I'm not sure on the exact laws of this, but I can say that being a photographer myself, if I were to log onto etsy and see someone using parts of my work to make things with and sell for their own profit I'd be livid (bear in mind that some photographers get no pay for having their images published), not only because someone had taken my copyrighted images and used them, but would likely be making more money from my images than I would be myself.

On the other hand, being a crafter I can see the other side of it, and sometimes the images etc that you need, have to come from material such as mags and books.. It may be that you contact the photographer directly with an example of your work, and obtain permission that you may use their images (if any).

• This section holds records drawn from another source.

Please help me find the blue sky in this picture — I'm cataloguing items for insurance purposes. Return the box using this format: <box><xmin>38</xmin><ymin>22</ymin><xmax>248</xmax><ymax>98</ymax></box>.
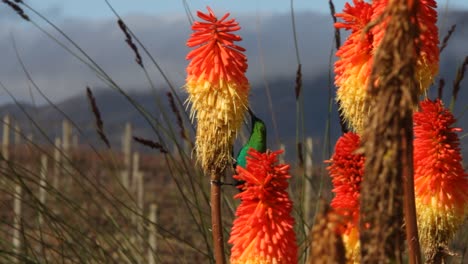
<box><xmin>29</xmin><ymin>0</ymin><xmax>468</xmax><ymax>18</ymax></box>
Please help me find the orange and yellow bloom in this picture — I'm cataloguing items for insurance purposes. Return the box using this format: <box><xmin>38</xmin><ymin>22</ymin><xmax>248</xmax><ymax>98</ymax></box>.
<box><xmin>414</xmin><ymin>100</ymin><xmax>468</xmax><ymax>250</ymax></box>
<box><xmin>335</xmin><ymin>0</ymin><xmax>439</xmax><ymax>133</ymax></box>
<box><xmin>335</xmin><ymin>0</ymin><xmax>373</xmax><ymax>131</ymax></box>
<box><xmin>327</xmin><ymin>132</ymin><xmax>365</xmax><ymax>263</ymax></box>
<box><xmin>185</xmin><ymin>8</ymin><xmax>250</xmax><ymax>172</ymax></box>
<box><xmin>229</xmin><ymin>149</ymin><xmax>298</xmax><ymax>264</ymax></box>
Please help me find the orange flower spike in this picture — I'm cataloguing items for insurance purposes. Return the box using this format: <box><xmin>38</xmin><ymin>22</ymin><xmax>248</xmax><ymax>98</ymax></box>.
<box><xmin>335</xmin><ymin>0</ymin><xmax>373</xmax><ymax>131</ymax></box>
<box><xmin>229</xmin><ymin>149</ymin><xmax>298</xmax><ymax>264</ymax></box>
<box><xmin>372</xmin><ymin>0</ymin><xmax>439</xmax><ymax>94</ymax></box>
<box><xmin>185</xmin><ymin>8</ymin><xmax>250</xmax><ymax>172</ymax></box>
<box><xmin>414</xmin><ymin>100</ymin><xmax>468</xmax><ymax>254</ymax></box>
<box><xmin>327</xmin><ymin>132</ymin><xmax>365</xmax><ymax>263</ymax></box>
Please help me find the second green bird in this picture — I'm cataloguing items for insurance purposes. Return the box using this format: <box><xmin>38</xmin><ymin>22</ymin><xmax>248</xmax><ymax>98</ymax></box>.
<box><xmin>235</xmin><ymin>108</ymin><xmax>267</xmax><ymax>186</ymax></box>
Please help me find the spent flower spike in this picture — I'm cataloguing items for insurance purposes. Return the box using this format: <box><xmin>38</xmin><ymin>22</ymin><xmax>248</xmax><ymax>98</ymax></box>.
<box><xmin>229</xmin><ymin>148</ymin><xmax>298</xmax><ymax>264</ymax></box>
<box><xmin>327</xmin><ymin>132</ymin><xmax>365</xmax><ymax>263</ymax></box>
<box><xmin>185</xmin><ymin>7</ymin><xmax>249</xmax><ymax>172</ymax></box>
<box><xmin>335</xmin><ymin>0</ymin><xmax>439</xmax><ymax>133</ymax></box>
<box><xmin>414</xmin><ymin>99</ymin><xmax>468</xmax><ymax>252</ymax></box>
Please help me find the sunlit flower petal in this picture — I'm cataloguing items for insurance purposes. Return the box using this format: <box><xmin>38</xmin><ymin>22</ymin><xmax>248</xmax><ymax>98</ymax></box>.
<box><xmin>327</xmin><ymin>132</ymin><xmax>365</xmax><ymax>263</ymax></box>
<box><xmin>335</xmin><ymin>0</ymin><xmax>439</xmax><ymax>133</ymax></box>
<box><xmin>229</xmin><ymin>149</ymin><xmax>298</xmax><ymax>264</ymax></box>
<box><xmin>185</xmin><ymin>8</ymin><xmax>249</xmax><ymax>171</ymax></box>
<box><xmin>414</xmin><ymin>100</ymin><xmax>468</xmax><ymax>254</ymax></box>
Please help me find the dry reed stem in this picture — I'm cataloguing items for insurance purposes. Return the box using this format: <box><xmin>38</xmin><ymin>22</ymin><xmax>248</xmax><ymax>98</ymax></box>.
<box><xmin>328</xmin><ymin>0</ymin><xmax>349</xmax><ymax>134</ymax></box>
<box><xmin>210</xmin><ymin>170</ymin><xmax>226</xmax><ymax>264</ymax></box>
<box><xmin>294</xmin><ymin>64</ymin><xmax>302</xmax><ymax>101</ymax></box>
<box><xmin>2</xmin><ymin>0</ymin><xmax>30</xmax><ymax>21</ymax></box>
<box><xmin>308</xmin><ymin>201</ymin><xmax>346</xmax><ymax>264</ymax></box>
<box><xmin>439</xmin><ymin>24</ymin><xmax>457</xmax><ymax>53</ymax></box>
<box><xmin>360</xmin><ymin>0</ymin><xmax>421</xmax><ymax>263</ymax></box>
<box><xmin>117</xmin><ymin>19</ymin><xmax>144</xmax><ymax>68</ymax></box>
<box><xmin>86</xmin><ymin>87</ymin><xmax>110</xmax><ymax>148</ymax></box>
<box><xmin>452</xmin><ymin>56</ymin><xmax>468</xmax><ymax>102</ymax></box>
<box><xmin>133</xmin><ymin>137</ymin><xmax>168</xmax><ymax>154</ymax></box>
<box><xmin>166</xmin><ymin>92</ymin><xmax>188</xmax><ymax>140</ymax></box>
<box><xmin>437</xmin><ymin>78</ymin><xmax>445</xmax><ymax>100</ymax></box>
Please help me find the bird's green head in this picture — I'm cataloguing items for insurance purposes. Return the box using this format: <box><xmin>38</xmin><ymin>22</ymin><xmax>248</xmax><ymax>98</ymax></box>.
<box><xmin>249</xmin><ymin>108</ymin><xmax>266</xmax><ymax>144</ymax></box>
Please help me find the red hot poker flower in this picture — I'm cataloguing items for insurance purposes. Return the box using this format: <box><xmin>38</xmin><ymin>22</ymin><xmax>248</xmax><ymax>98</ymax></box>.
<box><xmin>185</xmin><ymin>8</ymin><xmax>249</xmax><ymax>173</ymax></box>
<box><xmin>414</xmin><ymin>99</ymin><xmax>468</xmax><ymax>251</ymax></box>
<box><xmin>327</xmin><ymin>132</ymin><xmax>365</xmax><ymax>263</ymax></box>
<box><xmin>229</xmin><ymin>148</ymin><xmax>298</xmax><ymax>264</ymax></box>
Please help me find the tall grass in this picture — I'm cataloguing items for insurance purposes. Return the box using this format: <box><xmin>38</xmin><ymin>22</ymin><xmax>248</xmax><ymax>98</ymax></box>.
<box><xmin>0</xmin><ymin>1</ymin><xmax>468</xmax><ymax>263</ymax></box>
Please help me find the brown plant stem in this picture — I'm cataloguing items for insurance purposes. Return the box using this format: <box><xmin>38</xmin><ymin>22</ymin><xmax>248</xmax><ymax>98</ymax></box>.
<box><xmin>360</xmin><ymin>0</ymin><xmax>421</xmax><ymax>264</ymax></box>
<box><xmin>401</xmin><ymin>126</ymin><xmax>422</xmax><ymax>264</ymax></box>
<box><xmin>210</xmin><ymin>171</ymin><xmax>226</xmax><ymax>264</ymax></box>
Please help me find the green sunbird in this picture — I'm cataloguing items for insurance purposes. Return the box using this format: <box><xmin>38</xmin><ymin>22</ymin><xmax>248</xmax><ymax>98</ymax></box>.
<box><xmin>235</xmin><ymin>108</ymin><xmax>267</xmax><ymax>186</ymax></box>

If you want to find out a rough price to obtain images for your own use, check out sites such as alamy.com shutterstock & istock and then take a look at the difference between the price for personal use & using the image for profit. - If you went down the road of not getting permission from the photographer, and they're professional (if their work is published, I'd assume they are) and found out you were using their work, then I'd be fully prepared to receive an invoice from the photographer, and expect it to be doubled, as you'd have already used the image(s), there's really no choice but to pay it!

In fact, with photography forums sprouting up everywhere online, and hobbyists are mingling with professionals, I'd expect the same consequences from using an amateurs' image too.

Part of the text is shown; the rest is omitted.